Did Rheumatoid Arthritis (or Its Treatment) Really Kill the Eagles’ Glenn Frey?
A post on the band’s website stated Frey had “succumbed to complications from rheumatoid arthritis , acute ulcerative colitis and pneumonia.” And in an interview with the entertainment and media news website TheWrap, Eagles manager Irving Azoff said Frey’s death could be blamed in part on the RA medications he was taking. (There have been no public reports about which medications Frey was taking.)
“The colitis and pneumonia were side effects from all the meds,” Azoff told TheWrap. “He died from complications of [ulcerative] colitis after being treated with drugs for his rheumatoid arthritis, which he had for over 15 years.”
While it is impossible to know, without consulting Frey’s doctors, what was the actual cause of his death – or which disease came first – Frey reportedly had had RA for 15 years and his intestinal problems date back at least 30 years to 1986, when, The Washington Post reports, he missed a benefit concert in California because of “an intestinal disorder.” Eight years later, the Eagles’ “Hell Freezes Over” reunion tour was interrupted by Frey’s “bout with diverticulitis.” In October 1994, People magazine reported that Frey was recuperating at his home in Los Angeles following surgery earlier that month for diverticulitis, “an inflammation of the colon.”
Arthritis experts not involved in Frey’s care say it is unlikely that RA directly caused his death, or that the medications he took for RA somehow caused ulcerative colitis, a chronic autoimmune disease that causes ulcers and inflammation in the inner lining of the colon and rectum. However, some forms of inflammatory arthritis are accompanied by bowel disease, and the treatments for RA and ulcerative colitis overlap, says David Pisetsky, MD, PhD, professor of medicine and immunology at Duke University Medical Center in Durham, N.C. A number of drugs, including TNF inhibitors, sulfasalazine, azathioprine, methotrexate and corticosteroids, are used in the treatment of both RA and ulcerative colitis.

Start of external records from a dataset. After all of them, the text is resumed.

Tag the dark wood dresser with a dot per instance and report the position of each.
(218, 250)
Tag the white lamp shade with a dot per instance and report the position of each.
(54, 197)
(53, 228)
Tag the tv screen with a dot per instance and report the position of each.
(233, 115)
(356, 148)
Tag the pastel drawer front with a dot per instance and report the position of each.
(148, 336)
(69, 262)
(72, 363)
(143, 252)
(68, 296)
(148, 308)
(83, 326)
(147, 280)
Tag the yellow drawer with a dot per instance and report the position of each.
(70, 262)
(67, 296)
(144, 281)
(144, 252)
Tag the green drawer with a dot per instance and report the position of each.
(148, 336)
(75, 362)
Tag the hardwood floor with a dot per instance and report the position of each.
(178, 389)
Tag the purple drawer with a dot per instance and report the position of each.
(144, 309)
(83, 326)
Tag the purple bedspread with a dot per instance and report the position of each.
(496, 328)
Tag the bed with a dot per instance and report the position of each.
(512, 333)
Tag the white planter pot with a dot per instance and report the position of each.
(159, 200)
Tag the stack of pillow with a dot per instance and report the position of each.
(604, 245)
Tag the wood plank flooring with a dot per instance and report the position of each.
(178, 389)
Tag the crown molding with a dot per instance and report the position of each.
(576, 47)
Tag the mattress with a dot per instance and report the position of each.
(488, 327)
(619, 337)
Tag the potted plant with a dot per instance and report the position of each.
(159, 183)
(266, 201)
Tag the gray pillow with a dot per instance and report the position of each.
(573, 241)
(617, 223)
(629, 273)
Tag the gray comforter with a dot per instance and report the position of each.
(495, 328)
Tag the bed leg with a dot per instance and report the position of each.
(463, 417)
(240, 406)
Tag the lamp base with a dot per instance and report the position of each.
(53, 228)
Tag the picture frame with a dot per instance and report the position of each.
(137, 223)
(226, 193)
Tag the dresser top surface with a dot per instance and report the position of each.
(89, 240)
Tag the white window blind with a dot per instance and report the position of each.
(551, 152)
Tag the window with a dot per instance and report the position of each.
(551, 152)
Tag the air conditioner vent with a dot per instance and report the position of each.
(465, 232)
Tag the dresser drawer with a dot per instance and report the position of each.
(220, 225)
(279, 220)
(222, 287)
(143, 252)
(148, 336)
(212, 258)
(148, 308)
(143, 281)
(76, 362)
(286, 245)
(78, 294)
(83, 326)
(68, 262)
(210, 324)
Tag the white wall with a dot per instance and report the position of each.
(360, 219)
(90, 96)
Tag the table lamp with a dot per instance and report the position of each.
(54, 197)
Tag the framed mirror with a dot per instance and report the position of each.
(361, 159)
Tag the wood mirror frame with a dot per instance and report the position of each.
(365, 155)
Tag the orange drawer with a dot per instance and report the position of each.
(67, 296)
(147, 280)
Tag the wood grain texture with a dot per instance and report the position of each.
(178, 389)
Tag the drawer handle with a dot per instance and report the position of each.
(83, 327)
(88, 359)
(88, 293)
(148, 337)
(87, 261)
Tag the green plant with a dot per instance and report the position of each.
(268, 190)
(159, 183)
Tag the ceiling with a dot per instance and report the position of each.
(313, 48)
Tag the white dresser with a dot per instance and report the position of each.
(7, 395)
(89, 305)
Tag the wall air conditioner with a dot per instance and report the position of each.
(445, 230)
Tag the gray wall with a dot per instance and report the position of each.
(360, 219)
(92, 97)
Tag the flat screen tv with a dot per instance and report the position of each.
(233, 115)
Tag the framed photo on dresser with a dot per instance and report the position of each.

These drugs work largely by suppressing the immune response that causes damage in the two diseases.
While current RA treatments greatly improve the quality of life, reduce permanent joint damage and perhaps extend the life expectancy for people with RA, they are not trivial drugs, says Eric Matteson, MD, a rheumatologist at the Mayo Clinic in Rochester, Minn. They can have serious side effects. For example, by suppressing the immune response that causes tissue damage, they also increase susceptibility to infections, including pneumonia.

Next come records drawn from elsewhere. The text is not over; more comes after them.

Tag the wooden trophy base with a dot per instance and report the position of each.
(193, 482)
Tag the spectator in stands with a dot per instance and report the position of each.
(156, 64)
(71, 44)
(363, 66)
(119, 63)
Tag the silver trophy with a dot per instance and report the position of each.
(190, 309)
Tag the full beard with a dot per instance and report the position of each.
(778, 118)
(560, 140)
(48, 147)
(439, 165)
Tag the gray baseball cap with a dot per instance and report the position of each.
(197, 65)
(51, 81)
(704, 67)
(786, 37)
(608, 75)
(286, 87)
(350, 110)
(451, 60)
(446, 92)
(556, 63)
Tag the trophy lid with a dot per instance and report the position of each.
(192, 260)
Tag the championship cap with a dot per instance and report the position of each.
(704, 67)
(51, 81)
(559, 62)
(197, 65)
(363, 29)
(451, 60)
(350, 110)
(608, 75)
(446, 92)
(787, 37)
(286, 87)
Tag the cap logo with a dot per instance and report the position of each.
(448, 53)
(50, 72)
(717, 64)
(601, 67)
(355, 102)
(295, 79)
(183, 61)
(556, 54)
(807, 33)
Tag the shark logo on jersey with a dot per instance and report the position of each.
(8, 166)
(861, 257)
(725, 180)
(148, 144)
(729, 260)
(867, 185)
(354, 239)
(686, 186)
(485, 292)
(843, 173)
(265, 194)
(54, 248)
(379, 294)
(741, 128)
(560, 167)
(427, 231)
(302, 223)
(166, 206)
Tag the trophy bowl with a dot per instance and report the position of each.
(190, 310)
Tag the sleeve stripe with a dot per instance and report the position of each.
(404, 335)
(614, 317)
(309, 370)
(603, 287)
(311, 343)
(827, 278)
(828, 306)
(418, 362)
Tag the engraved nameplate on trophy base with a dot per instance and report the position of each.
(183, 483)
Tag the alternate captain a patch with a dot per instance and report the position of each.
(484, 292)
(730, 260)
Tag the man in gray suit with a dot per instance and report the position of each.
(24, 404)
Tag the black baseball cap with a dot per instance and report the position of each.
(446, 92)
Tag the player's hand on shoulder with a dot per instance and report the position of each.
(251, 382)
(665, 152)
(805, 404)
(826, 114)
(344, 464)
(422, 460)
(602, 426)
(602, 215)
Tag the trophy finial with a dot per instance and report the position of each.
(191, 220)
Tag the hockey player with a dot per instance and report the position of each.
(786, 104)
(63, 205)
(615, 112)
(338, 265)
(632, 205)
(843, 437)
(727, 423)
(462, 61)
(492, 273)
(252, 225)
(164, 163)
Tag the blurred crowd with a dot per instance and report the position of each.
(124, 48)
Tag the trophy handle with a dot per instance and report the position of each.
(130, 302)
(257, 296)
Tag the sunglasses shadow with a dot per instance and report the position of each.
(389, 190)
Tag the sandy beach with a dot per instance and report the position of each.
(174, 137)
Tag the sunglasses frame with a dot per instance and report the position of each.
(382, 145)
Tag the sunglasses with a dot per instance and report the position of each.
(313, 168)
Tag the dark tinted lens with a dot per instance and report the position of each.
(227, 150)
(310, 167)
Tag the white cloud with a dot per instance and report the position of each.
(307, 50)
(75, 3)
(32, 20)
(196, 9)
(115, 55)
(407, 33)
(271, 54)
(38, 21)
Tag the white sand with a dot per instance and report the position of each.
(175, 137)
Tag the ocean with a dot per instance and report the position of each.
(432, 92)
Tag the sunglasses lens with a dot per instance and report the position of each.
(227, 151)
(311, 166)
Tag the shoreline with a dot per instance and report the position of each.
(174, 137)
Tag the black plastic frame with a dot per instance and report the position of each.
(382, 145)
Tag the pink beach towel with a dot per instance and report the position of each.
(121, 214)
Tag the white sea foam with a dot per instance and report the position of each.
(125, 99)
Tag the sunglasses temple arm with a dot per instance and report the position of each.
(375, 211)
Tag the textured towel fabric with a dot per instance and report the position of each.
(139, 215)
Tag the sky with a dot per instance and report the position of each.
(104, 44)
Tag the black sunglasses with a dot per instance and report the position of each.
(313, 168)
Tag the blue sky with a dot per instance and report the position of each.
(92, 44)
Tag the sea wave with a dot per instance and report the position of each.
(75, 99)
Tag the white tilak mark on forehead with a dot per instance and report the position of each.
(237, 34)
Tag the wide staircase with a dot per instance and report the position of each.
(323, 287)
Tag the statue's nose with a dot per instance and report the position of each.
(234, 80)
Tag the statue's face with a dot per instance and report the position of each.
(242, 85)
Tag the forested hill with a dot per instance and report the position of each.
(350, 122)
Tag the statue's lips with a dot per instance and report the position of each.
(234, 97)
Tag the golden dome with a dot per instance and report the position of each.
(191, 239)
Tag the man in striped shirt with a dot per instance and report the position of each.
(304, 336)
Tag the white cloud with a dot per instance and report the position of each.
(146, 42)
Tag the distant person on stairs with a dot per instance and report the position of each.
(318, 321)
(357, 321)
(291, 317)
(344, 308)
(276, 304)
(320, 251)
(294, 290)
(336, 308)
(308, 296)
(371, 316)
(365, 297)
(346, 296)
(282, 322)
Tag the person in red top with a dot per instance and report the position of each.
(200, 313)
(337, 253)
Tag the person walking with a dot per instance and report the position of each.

“People with RA already have a two-fold risk of infection,” says Dr. Matteson. Infection risk also increases with age (Frey was 67) and with hospitalization and surgery. Frey reportedly had a relapse of intestinal issues which forced the Eagles to cancel their Kennedy Center Honors appearance in December. “At the time, the band said he needed major surgery that would require a lengthy recovery,” TMZ reported. Dr. Matteson says any or all of these factors could have contributed to pneumonia.
It is no secret that many patients are very concerned over medication side effects, especially when hearing about Frey’s death. But rather than focusing on the harm the medicines might have caused, Dr. Matteson considers what Frey’s life with RA would have been like without the medicines. “Would he have had those 15 productive years? We have no way of knowing.”
Dr. Matteson says even if Frey’s death was not directly related to RA, his story sends a message of how serious RA can be. In addition to infection risk, people with RA also have increased risk of other health problems, most notably cardiovascular disease, lung problems and certain cancers. And while life expectancy for someone with RA has improved over the last 20 years, it’s still lower than that of a person in the general population.
Appropriate treatment and monitoring are crucial for people with RA, as is keeping up to date on immunizations and taking medications at the lowest doses necessary to control the disease, says Dr. Pisetsky. Weighing the risks and benefits should be part of the discussion between a doctor and patient before starting (or ending) any treatment.